The trend has caused further strain for the US housing supply crisis, meaning properties stay in the hands of their owners instead of moving to the market.

That so-called “lock-in” effect will remain a factor in 2025 with rates expected to continue hovering near their current levels, Kushi said, although she also noted that the share of outstanding mortgages with a sub-6% rate has slid in recent years.

Around 2022, about 93% of mortgages had a rate below 6%, with that figure slipping to 88% a year ago and 83% now. “We expect that share to continue to fall this year as more people lock into higher mortgage rates,” she said. “I think time is the healer of the rate lock-in effect – but it will still be a factor that really limits a full housing market recovery this year.”

A 2025 market recovery? That may depend on where you live

Unsurprisingly, the market outlook for 2025 varies from one region to the next.
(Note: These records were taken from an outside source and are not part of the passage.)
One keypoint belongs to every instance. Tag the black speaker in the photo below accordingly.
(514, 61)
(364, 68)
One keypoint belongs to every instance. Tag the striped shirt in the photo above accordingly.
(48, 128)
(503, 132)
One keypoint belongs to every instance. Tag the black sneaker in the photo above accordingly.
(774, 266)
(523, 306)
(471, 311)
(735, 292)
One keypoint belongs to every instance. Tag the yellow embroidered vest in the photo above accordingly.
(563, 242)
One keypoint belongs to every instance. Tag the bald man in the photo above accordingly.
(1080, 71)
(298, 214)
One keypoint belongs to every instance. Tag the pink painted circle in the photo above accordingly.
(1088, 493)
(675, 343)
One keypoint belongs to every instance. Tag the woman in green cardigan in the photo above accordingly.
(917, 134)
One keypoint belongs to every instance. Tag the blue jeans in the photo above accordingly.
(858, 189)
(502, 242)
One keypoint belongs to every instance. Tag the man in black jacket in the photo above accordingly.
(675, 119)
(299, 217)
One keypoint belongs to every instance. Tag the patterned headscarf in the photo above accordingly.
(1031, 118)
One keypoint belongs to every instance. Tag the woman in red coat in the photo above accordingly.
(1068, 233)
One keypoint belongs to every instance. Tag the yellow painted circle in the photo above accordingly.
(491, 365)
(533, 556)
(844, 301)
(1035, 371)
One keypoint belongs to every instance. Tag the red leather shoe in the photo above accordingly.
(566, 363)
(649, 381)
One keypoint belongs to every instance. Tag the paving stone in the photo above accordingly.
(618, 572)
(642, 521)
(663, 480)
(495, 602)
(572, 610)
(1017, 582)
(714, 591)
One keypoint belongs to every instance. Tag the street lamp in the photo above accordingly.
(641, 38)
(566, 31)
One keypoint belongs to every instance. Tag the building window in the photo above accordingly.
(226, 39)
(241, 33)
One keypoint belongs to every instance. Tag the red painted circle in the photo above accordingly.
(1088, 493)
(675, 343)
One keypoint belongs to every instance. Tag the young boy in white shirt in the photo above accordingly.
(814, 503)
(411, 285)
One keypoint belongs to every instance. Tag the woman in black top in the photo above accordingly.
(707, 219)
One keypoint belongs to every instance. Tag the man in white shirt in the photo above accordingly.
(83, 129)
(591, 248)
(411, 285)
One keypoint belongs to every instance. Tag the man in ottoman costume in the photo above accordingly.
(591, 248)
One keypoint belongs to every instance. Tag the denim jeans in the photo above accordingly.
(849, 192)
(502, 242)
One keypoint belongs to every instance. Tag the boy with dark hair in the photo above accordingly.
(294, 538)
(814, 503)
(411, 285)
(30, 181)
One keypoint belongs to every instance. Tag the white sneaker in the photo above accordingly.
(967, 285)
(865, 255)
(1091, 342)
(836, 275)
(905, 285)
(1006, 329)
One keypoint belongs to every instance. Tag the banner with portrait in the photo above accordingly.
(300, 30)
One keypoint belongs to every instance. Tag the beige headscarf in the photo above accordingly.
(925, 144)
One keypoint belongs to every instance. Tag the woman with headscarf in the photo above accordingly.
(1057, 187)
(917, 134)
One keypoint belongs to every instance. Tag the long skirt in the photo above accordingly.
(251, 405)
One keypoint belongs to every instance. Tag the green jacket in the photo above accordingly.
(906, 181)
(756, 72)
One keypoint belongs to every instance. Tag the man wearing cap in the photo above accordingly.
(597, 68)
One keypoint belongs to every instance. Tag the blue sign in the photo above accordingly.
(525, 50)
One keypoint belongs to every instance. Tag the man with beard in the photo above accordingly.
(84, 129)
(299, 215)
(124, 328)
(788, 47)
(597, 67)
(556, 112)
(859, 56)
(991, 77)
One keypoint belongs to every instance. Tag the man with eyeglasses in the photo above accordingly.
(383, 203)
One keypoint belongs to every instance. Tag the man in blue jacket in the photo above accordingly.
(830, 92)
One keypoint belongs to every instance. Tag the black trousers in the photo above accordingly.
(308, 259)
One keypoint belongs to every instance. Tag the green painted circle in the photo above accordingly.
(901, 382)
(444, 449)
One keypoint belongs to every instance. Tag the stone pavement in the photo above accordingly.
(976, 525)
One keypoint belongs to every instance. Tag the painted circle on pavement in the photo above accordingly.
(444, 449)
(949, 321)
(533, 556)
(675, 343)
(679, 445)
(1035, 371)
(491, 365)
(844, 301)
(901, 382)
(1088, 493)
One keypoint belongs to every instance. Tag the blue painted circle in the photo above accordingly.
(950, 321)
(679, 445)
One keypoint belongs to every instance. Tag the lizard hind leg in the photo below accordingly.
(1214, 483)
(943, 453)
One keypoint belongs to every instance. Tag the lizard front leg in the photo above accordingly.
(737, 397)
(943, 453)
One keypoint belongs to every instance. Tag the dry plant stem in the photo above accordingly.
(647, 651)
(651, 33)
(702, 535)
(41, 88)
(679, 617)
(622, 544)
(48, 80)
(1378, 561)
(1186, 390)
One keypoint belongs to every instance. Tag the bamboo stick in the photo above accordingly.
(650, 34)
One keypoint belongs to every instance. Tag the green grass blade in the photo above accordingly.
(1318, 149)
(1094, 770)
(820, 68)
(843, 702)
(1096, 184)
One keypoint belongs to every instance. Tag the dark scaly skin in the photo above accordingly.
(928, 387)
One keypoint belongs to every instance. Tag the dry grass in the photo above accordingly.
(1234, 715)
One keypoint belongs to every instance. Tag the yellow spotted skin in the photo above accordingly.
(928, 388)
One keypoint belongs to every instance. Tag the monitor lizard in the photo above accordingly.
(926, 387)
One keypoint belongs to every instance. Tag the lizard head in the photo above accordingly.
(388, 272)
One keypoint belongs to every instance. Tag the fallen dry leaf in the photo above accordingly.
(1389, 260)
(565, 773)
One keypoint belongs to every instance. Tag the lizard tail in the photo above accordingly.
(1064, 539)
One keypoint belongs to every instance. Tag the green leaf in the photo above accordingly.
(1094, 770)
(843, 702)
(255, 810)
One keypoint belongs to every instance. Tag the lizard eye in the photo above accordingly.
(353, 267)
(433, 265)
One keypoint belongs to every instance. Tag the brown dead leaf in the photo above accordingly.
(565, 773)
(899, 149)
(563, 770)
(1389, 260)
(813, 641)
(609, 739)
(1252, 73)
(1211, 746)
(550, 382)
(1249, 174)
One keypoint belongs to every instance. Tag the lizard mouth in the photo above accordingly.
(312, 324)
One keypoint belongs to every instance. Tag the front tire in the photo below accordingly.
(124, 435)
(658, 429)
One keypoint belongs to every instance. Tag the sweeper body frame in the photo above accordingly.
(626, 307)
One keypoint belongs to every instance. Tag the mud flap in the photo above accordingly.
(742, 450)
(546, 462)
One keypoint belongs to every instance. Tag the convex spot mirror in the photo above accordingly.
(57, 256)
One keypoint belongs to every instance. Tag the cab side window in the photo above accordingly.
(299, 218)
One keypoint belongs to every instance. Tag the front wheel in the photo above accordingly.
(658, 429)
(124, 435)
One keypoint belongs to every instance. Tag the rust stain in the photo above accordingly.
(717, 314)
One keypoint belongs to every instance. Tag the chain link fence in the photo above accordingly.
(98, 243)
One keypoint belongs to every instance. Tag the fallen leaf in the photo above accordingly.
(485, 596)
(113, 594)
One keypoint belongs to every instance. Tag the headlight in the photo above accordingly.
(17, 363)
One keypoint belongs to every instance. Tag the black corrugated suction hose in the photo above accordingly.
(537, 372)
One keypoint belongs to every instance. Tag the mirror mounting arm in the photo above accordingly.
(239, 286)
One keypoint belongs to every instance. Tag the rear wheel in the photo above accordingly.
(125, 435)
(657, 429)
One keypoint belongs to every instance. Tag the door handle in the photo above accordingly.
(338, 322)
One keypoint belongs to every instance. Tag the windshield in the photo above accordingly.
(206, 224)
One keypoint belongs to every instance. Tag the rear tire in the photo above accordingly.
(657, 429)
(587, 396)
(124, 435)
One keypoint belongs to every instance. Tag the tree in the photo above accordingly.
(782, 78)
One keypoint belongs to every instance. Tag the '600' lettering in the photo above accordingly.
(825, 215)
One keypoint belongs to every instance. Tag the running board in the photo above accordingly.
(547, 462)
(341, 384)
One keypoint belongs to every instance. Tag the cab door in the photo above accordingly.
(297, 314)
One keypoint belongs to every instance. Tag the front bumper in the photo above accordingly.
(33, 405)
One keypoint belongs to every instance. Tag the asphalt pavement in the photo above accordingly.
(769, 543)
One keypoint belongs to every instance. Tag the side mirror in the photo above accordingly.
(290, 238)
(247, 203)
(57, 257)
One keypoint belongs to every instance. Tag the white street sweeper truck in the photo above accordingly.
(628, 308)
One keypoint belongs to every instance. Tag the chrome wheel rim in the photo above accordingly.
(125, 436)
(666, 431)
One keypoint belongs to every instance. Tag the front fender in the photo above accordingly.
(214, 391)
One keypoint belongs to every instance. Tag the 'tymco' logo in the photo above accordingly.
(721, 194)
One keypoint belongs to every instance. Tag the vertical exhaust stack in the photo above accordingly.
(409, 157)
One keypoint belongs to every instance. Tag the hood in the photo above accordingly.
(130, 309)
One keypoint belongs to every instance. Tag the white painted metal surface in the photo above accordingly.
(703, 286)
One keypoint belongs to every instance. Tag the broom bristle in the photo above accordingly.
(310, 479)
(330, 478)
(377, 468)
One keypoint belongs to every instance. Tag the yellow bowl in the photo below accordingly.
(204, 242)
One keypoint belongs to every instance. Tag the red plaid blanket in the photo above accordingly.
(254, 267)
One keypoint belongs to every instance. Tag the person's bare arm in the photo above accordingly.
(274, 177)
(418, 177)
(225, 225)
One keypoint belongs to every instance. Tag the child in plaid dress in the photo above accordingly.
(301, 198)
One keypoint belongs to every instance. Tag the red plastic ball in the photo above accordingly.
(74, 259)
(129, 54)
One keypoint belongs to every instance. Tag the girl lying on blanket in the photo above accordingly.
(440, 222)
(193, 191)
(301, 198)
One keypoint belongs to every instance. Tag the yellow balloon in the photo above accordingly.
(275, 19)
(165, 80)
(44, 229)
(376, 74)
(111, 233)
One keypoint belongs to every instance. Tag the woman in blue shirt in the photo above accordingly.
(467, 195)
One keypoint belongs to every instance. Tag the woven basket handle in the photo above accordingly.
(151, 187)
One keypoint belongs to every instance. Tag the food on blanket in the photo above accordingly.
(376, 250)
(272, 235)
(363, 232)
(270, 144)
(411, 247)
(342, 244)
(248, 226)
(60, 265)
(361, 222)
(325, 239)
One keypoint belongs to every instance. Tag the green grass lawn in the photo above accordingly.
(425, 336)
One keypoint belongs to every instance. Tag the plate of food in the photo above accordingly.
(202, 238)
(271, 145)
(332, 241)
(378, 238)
A jump in listings was especially evident in Florida and Texas, with further inventory expected to come online if rates moderate even slightly, although strained affordability will remain a challenge for many hopeful buyers across the country.

During the pandemic, almost every market experienced very strong growth – “whereas I think we’re back to a world where real estate is truly local again,” Kushi said. New supply in certain areas, particularly the Sun Belt, could help jolt some buyers off the sidelines and push prices slightly down.